Question

The product of two consecutive natural number is always
(A) An even number
(B) An odd number
(C) A prime number
(D) Divisible by 3

Answer 1

Hint: Two consecutive natural numbers are $n$ and $\left( {n + 1} \right)$. The product of two consecutive natural numbers is $n\left( {n + 1} \right)$. This product is an even number if it has $2$ as one of the factors otherwise it is an odd number. If the product is divisible by one $1$ and number itself then it is a prime number. If either of two consecutive numbers $n$ or $\left( {n + 1} \right)$ is divisible by $3$ then the product must be divisible by $3$.

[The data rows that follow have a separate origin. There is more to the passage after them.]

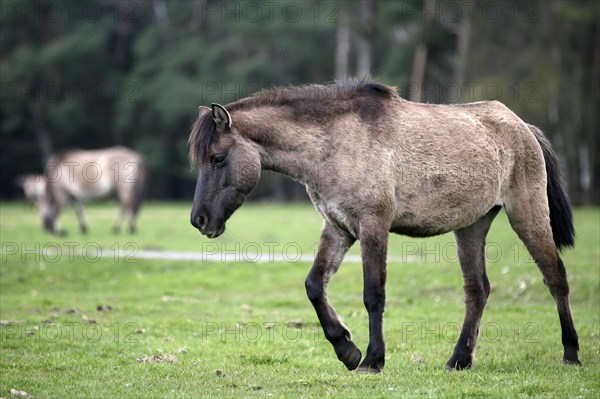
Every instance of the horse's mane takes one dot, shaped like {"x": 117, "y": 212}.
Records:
{"x": 312, "y": 100}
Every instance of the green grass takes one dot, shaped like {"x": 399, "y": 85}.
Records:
{"x": 247, "y": 329}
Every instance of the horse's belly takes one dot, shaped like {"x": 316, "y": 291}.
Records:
{"x": 424, "y": 213}
{"x": 91, "y": 190}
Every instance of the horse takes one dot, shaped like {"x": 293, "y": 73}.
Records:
{"x": 33, "y": 186}
{"x": 373, "y": 164}
{"x": 76, "y": 176}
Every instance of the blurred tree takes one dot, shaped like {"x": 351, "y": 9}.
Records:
{"x": 96, "y": 73}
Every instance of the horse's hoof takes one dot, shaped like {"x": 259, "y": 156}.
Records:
{"x": 459, "y": 363}
{"x": 371, "y": 366}
{"x": 572, "y": 362}
{"x": 369, "y": 369}
{"x": 351, "y": 356}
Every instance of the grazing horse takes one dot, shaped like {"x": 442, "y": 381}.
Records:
{"x": 34, "y": 187}
{"x": 374, "y": 163}
{"x": 80, "y": 175}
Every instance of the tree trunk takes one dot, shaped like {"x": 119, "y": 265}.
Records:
{"x": 366, "y": 10}
{"x": 42, "y": 133}
{"x": 420, "y": 60}
{"x": 342, "y": 49}
{"x": 463, "y": 31}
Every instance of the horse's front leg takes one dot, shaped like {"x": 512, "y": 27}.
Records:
{"x": 373, "y": 246}
{"x": 333, "y": 246}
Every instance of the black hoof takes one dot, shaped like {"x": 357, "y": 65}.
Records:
{"x": 372, "y": 365}
{"x": 571, "y": 362}
{"x": 370, "y": 369}
{"x": 458, "y": 362}
{"x": 350, "y": 355}
{"x": 570, "y": 357}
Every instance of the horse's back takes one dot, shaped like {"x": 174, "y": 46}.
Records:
{"x": 90, "y": 174}
{"x": 455, "y": 164}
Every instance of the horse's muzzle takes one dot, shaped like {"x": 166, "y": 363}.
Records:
{"x": 201, "y": 222}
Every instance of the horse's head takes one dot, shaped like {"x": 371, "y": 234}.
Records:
{"x": 228, "y": 169}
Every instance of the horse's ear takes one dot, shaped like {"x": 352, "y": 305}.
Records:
{"x": 202, "y": 110}
{"x": 221, "y": 115}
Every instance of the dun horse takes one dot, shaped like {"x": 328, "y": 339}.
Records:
{"x": 374, "y": 163}
{"x": 34, "y": 187}
{"x": 77, "y": 176}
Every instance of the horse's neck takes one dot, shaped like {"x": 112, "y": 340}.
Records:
{"x": 288, "y": 147}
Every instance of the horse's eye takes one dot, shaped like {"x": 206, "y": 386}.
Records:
{"x": 218, "y": 160}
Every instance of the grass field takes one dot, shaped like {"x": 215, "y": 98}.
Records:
{"x": 75, "y": 324}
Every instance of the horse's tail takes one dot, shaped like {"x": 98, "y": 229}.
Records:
{"x": 140, "y": 186}
{"x": 561, "y": 217}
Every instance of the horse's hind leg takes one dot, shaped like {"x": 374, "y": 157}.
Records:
{"x": 528, "y": 215}
{"x": 333, "y": 246}
{"x": 471, "y": 253}
{"x": 83, "y": 225}
{"x": 120, "y": 218}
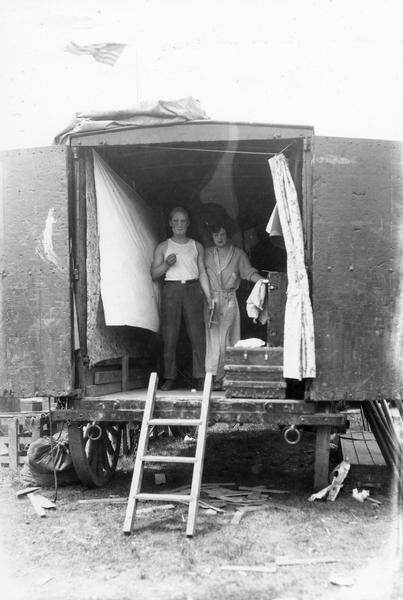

Complete step-by-step solution:
Given, the two consecutive natural numbers are $n$ and $\left( {n + 1} \right)$.
Now, the product of two consecutive natural numbers is $n \times \left( {n + 1} \right) = n\left( {n + 1} \right)$.
There are two possible cases:
 Case 1: if a natural number $n$ is an even number.
Since $n$ is an even number, it can be written as $2m$ because every even number is divisible by $2$.
So, the product of two consecutive natural numbers is $2m\left( {2m + 1} \right)$.
Now, it is clearly visible that the product has $2$ as one of the factors. So, the product is an even number.
Case 2: if a natural number $n$ is an odd number.
Since $n$ is an odd number, it can be written as $2m + 1$ because every odd number is $1$ more than its previous even number.
So, the product of two consecutive natural number is $\left( {2m + 1} \right)\left( {2m + 1 + 1} \right) = \left( {2m + 1} \right)\left( {2m + 2} \right)$.
Now, taking $2$ as common. we get $\left( {2m + 1} \right)2\left( {m + 1} \right)$
Now, it is clearly visible that the product has $2$ as one of the factors. So, the product is an even number.
Thus, the product of two consecutive natural numbers is always an even number.

Hence, option (A) is correct.

Note: The product and sum of two even numbers is always an even number whereas the product of two odd numbers is always an odd number but the sum of two odd numbers is always an even number.